DAVIM

An Instant Message System Based on the WebDAV standard

Introduction | Project Plan | Project News | Links | Contact

Introduction

DAVIM is an open source project aimed at creating a distributed Instant Message system utilizing web servers with WebDAV capability. The project is current in the coding stage.

WebDAV stands for "Web-based Distributed Authoring and Versioning." It is an extension to the HTTP protocol 1.1 that establishes a standardized way to write information to a web server. It adds functionalities such as directory creation and file lock, all of which provides the basis for turning web servers into Internet file servers that are accessible worldwide. For more information about WebDAV, visit www.webdav.org.

We can implement a simply, yet powerful messaging system on WebDAV-enabled servers, by putting in place a proper access model and adopting a name-space convention on the placement of messages on the server (i.e. put which file into which directory).

DAVIM schematic diagram
Figure 1 - Basic DAVIM scheme

In the example above, Jane and her fans have agreed that messages for Jane should be place in the directory /davim/jane/inbox/. Jane's fans will have write-only access. When one of them wishes to send her a message, he uploads it to /davim/jane/inbox/. Jane herself will have read-write access. After she has downloaded the messages in her inbox, she can delete them.

There can potentially be two types of DAVIM systems: closed and open

Scenario - Closed System

Let us examine the dynamics of message delivery in a closed system. Both Jack and Jane are valid users on foo.com. We will assume that the server is running Apache with mod_dav.

Closed system diagram
Figure 2 - Message delivery in a closed system

(1) Jack connects to foo.com through HTTP. Apache authenticates Jack as a valid user and grants him the permission to write to Jane's inbox. Jack creates the sub-directory 192.168.1.1.2000.04.01.12.01.06.000/ (IP address + timestamp) in /davim/jane/inbox/ - an envelope for his message, using the MKCOL method. Jack then locks the sub-directory with the LOCK method. He uploads the file message.en.html there with the PUT method. The envelope remained locked, until Jane performs a lock-discovery on her inbox and unlock the sub-directory with the discovered lock-token.
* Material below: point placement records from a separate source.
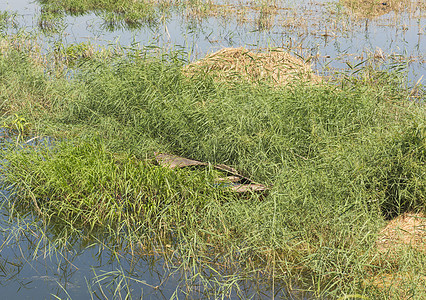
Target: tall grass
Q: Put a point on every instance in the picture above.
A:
(340, 160)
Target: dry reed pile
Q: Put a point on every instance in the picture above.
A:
(276, 67)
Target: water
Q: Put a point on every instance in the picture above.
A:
(32, 267)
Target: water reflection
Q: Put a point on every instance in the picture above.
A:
(324, 32)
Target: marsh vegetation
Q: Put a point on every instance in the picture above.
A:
(342, 156)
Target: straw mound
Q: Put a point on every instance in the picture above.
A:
(368, 8)
(275, 67)
(407, 229)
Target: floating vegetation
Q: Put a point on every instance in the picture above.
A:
(275, 66)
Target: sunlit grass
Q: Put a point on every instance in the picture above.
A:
(340, 158)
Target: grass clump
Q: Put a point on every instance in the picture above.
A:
(341, 160)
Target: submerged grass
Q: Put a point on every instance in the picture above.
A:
(341, 160)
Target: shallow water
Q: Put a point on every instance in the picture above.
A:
(30, 269)
(321, 31)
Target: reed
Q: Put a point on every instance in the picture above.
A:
(341, 159)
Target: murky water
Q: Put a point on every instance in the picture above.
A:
(31, 269)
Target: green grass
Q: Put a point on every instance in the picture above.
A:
(341, 159)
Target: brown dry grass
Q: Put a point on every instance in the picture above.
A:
(408, 229)
(276, 67)
(376, 8)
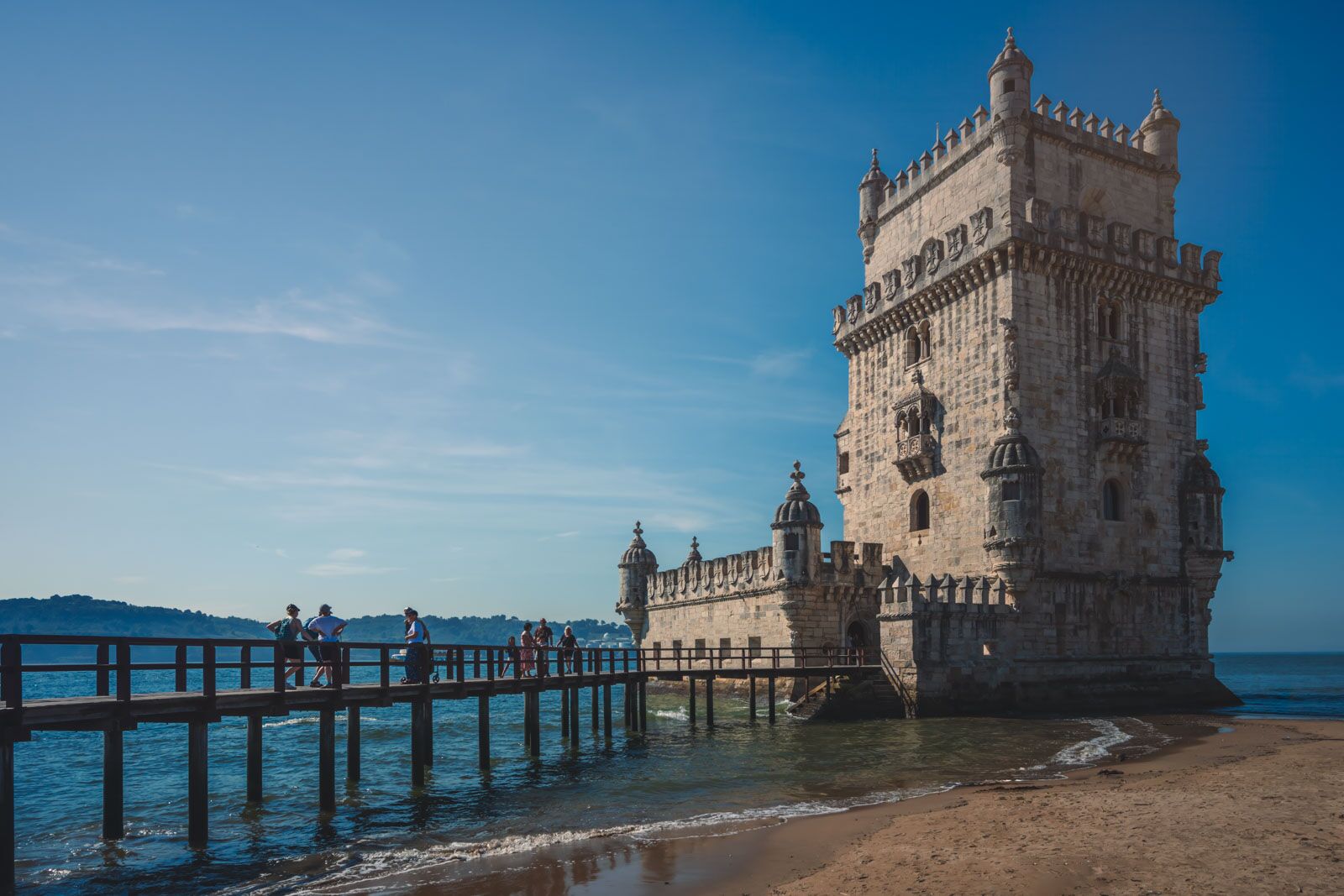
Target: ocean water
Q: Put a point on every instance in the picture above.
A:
(676, 781)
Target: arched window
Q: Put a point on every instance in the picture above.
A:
(911, 345)
(920, 511)
(1112, 506)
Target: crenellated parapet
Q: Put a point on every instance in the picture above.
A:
(905, 594)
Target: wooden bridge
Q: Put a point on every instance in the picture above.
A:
(255, 688)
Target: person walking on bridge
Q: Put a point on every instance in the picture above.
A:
(327, 627)
(288, 631)
(417, 647)
(528, 651)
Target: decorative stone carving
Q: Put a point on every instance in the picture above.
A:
(1010, 355)
(871, 297)
(1120, 398)
(1146, 244)
(1066, 219)
(932, 254)
(1120, 238)
(981, 223)
(916, 410)
(911, 270)
(891, 282)
(1095, 230)
(1038, 214)
(1167, 250)
(958, 241)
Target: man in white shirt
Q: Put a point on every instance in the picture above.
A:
(327, 627)
(417, 645)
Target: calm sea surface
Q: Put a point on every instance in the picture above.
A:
(671, 782)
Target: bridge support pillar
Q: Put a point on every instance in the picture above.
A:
(327, 759)
(7, 879)
(113, 789)
(353, 743)
(483, 731)
(537, 723)
(255, 789)
(198, 783)
(417, 743)
(428, 731)
(606, 711)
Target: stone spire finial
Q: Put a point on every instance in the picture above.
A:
(797, 492)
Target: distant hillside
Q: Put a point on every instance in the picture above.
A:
(81, 614)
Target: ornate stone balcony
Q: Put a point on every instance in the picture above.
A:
(1121, 438)
(914, 456)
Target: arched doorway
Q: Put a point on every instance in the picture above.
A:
(857, 641)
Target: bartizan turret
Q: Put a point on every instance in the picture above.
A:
(636, 566)
(1012, 531)
(871, 190)
(797, 532)
(1010, 101)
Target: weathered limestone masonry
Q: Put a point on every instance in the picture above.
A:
(1021, 437)
(788, 594)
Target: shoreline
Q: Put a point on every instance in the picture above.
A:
(954, 840)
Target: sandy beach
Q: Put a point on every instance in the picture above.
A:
(1231, 806)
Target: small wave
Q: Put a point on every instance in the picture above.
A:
(366, 869)
(309, 720)
(1093, 750)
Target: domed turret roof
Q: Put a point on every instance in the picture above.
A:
(874, 172)
(797, 508)
(1159, 112)
(1200, 472)
(1012, 452)
(638, 553)
(1011, 55)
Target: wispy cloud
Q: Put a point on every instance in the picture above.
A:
(335, 320)
(340, 563)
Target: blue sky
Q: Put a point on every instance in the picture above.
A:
(378, 304)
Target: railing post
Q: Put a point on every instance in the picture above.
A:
(207, 669)
(102, 658)
(124, 671)
(181, 660)
(11, 660)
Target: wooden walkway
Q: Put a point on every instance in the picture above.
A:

(2) Using an optional notification mechanism, The server notifies Jane immediately about the new message's arrival. When the support of this mechanism is not available (because of a firewall, for example), the client software can poll the server periodically for new messages.

(3) Jane connects to foo.com through HTTP. Apache authenticates Jane and grants her read-write access to /davim/jane/inbox/. A scan of the directory, using the PROPFIND method reveals the new sub-directory. Jane downloads everything in it, using the GET method, then deletes the sub-directory with the DELETE method. She also has the option of keeping the message on the server.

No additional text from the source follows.